Dyadic Reinforcement Learning
Shuangning Li, Lluis Salvat Niell, Sung Won Choi, Inbal Nahum-Shani, Guy Shani, Susan Murphy
TL;DR
The paper tackles personalization of mobile-health interventions within dyads by introducing Dyadic RL, a two-tier hierarchical reinforcement learning framework that handles actions at different time scales and noisy, non-Markovian dynamics. The low-level policy uses randomized least-squares value iteration to optimize within time blocks, while the high-level policy employs Thompson sampling to select weekly actions, with a novel reward construction that denoises the high-level signal. A rigorous regret bound is proved, showing a sublinear rate of tilde{O}(H^3 S^{3/2} A^{1/2} |S^{high}|^{1/2} sqrt(KW)) under tabular assumptions, highlighting the benefit of hierarchical structure for learning efficiency. The authors validate Dyadic RL through toy simulations and a Roadmap 2.0–based simulation test bed, demonstrating robust performance against baselines and under varied delayed effects, with practical implications for implementing dyadic interventions in trials like ADAPTS HCT. The work advances interpretable, scalable dyadic interventions in mobile health by providing both theoretical guarantees and empirically grounded demonstration of real-world applicability.
Abstract
Mobile health aims to enhance health outcomes by delivering interventions to individuals as they go about their daily life. The involvement of care partners and social support networks often proves crucial in helping individuals managing burdensome medical conditions. This presents opportunities in mobile health to design interventions that target the dyadic relationship -- the relationship between a target person and their care partner -- with the aim of enhancing social support.

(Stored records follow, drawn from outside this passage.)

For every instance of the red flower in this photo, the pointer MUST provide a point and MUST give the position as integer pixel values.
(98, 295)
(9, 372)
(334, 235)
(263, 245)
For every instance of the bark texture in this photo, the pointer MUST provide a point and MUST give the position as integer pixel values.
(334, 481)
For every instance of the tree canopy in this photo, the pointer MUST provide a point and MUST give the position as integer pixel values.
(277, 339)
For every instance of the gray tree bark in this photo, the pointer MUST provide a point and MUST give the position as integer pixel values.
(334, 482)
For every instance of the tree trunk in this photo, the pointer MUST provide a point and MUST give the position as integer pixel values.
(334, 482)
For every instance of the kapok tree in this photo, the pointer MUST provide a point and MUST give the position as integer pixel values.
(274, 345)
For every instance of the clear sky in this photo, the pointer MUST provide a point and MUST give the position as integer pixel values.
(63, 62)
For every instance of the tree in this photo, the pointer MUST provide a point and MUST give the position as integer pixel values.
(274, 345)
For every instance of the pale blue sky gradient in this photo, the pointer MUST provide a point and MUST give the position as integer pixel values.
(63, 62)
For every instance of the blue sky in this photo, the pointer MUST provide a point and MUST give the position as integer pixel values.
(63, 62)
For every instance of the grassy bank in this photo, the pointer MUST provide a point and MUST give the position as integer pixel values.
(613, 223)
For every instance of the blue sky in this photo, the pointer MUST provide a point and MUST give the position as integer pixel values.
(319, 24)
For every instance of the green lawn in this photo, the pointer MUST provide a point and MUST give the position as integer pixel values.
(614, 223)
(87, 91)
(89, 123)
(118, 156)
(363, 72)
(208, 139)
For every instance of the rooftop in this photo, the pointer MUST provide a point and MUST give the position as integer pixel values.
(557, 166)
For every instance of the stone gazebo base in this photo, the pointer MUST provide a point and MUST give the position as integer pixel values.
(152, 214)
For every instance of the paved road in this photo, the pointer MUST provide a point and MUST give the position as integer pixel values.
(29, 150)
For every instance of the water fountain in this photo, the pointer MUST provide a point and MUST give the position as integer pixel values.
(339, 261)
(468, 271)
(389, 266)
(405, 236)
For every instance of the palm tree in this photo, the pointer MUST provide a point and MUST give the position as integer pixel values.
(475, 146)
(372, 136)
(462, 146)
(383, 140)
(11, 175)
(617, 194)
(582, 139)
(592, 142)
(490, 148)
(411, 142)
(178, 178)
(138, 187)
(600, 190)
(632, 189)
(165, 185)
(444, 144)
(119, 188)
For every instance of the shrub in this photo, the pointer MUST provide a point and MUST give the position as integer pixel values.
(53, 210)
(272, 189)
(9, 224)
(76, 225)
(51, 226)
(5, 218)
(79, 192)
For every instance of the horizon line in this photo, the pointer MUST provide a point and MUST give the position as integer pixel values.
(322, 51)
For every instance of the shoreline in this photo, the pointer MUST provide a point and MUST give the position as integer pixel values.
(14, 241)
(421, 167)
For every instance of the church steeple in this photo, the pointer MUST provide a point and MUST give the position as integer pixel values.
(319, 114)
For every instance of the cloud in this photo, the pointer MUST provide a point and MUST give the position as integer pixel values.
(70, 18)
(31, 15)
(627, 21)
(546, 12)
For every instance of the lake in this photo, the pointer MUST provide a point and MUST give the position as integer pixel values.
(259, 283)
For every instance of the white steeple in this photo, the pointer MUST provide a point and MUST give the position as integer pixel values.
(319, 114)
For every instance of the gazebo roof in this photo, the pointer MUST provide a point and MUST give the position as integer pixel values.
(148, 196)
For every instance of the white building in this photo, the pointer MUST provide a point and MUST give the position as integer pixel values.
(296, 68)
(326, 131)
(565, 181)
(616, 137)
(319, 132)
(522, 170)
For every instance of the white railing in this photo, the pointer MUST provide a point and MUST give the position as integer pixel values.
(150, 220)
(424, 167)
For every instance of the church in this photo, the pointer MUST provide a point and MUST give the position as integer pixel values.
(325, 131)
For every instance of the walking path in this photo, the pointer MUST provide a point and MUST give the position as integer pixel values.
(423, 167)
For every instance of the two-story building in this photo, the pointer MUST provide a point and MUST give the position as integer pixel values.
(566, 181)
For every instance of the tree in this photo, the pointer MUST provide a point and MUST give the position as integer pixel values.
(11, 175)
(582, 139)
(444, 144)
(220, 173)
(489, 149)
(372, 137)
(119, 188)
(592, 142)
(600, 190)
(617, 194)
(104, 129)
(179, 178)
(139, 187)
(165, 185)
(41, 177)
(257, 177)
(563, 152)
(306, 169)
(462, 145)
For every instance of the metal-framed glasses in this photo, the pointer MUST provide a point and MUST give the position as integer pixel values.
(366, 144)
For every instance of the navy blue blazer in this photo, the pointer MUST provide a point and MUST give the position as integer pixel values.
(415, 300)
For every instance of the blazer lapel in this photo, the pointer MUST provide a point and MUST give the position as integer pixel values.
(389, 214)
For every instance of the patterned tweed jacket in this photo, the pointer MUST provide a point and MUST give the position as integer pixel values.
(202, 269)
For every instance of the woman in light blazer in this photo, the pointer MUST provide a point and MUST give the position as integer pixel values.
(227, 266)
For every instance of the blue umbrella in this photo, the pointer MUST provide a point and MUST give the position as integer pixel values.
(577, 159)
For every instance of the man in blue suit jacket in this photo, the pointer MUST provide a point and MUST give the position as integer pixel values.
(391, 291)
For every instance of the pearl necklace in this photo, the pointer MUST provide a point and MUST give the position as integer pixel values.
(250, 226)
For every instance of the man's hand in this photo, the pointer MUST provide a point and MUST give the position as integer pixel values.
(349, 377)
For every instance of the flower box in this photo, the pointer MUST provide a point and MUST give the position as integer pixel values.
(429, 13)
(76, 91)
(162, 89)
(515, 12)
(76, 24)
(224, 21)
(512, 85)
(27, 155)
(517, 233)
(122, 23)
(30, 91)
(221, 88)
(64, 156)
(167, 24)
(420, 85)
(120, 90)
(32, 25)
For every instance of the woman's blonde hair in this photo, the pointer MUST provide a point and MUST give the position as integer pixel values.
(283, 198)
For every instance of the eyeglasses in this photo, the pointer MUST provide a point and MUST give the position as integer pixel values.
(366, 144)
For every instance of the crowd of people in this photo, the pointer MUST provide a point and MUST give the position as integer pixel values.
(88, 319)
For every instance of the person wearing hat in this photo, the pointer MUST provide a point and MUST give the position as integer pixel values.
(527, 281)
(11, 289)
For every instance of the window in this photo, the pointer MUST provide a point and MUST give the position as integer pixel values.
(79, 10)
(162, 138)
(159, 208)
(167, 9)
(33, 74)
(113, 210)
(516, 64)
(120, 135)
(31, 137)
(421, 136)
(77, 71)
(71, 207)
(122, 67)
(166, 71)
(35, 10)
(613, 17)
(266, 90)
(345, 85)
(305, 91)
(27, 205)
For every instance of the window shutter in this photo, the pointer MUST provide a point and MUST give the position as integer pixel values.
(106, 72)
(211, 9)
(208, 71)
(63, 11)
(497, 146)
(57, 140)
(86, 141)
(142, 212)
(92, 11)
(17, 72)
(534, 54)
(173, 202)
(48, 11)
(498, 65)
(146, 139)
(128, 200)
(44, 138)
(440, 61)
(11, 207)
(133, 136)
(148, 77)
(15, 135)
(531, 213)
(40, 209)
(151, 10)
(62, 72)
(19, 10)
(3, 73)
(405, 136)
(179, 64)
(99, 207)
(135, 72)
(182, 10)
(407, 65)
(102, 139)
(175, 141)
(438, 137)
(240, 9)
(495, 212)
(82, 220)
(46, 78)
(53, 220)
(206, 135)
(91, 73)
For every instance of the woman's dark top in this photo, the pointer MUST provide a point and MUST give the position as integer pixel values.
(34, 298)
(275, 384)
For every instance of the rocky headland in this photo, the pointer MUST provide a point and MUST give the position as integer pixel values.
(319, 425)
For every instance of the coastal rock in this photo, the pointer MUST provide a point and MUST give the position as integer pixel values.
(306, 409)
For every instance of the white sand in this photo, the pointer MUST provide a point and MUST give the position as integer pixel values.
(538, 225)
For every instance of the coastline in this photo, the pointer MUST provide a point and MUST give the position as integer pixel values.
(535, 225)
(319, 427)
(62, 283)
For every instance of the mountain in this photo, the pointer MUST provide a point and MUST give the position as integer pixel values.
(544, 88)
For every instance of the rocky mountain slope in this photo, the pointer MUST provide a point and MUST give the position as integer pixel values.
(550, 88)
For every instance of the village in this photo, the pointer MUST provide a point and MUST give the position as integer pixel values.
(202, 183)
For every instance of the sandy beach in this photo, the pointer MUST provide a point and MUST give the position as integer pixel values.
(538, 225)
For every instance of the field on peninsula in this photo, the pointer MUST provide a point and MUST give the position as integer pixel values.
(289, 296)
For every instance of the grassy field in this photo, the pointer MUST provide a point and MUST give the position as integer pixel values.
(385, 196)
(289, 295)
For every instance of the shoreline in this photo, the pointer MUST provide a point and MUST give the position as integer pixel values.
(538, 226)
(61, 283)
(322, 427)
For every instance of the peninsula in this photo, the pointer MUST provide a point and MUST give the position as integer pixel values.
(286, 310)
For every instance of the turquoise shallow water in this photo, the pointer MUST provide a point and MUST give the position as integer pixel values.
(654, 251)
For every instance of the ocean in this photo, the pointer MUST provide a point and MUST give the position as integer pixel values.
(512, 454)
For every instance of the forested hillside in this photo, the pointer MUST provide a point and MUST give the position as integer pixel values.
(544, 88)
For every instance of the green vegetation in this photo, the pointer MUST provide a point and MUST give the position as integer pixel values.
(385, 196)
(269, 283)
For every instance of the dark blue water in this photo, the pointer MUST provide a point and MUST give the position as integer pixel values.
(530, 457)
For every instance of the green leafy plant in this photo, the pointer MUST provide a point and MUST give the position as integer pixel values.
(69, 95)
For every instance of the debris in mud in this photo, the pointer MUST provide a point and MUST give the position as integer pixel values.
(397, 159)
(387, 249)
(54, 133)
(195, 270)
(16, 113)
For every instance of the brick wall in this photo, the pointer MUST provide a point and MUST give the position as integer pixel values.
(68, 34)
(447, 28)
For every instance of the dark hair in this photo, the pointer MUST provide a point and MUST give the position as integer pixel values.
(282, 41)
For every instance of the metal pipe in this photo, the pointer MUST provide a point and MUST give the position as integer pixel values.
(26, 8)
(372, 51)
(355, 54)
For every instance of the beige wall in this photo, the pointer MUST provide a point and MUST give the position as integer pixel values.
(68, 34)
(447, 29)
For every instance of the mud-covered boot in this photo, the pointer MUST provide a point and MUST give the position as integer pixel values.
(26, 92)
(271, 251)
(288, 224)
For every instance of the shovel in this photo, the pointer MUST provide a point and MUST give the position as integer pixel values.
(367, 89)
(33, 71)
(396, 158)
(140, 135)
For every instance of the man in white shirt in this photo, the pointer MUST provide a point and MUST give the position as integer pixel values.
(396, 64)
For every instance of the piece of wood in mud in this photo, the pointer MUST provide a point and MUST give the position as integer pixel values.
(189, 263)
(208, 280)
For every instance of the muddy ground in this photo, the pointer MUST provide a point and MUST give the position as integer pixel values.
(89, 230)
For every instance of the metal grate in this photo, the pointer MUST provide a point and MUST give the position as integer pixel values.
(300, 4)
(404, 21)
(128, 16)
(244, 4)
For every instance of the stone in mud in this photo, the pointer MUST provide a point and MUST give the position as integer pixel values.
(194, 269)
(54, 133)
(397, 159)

In this paper, we develop dyadic RL, an online reinforcement learning algorithm designed to personalize intervention delivery based on contextual factors and past responses of a target person and their care partner. Here, multiple sets of interventions impact the dyad across multiple time intervals. The developed dyadic RL is Bayesian and hierarchical. We formally introduce the problem setup, develop dyadic RL and establish a regret bound. We demonstrate dyadic RL's empirical performance through simulation studies on both toy scenarios and on a realistic test bed constructed from data collected in a mobile health study.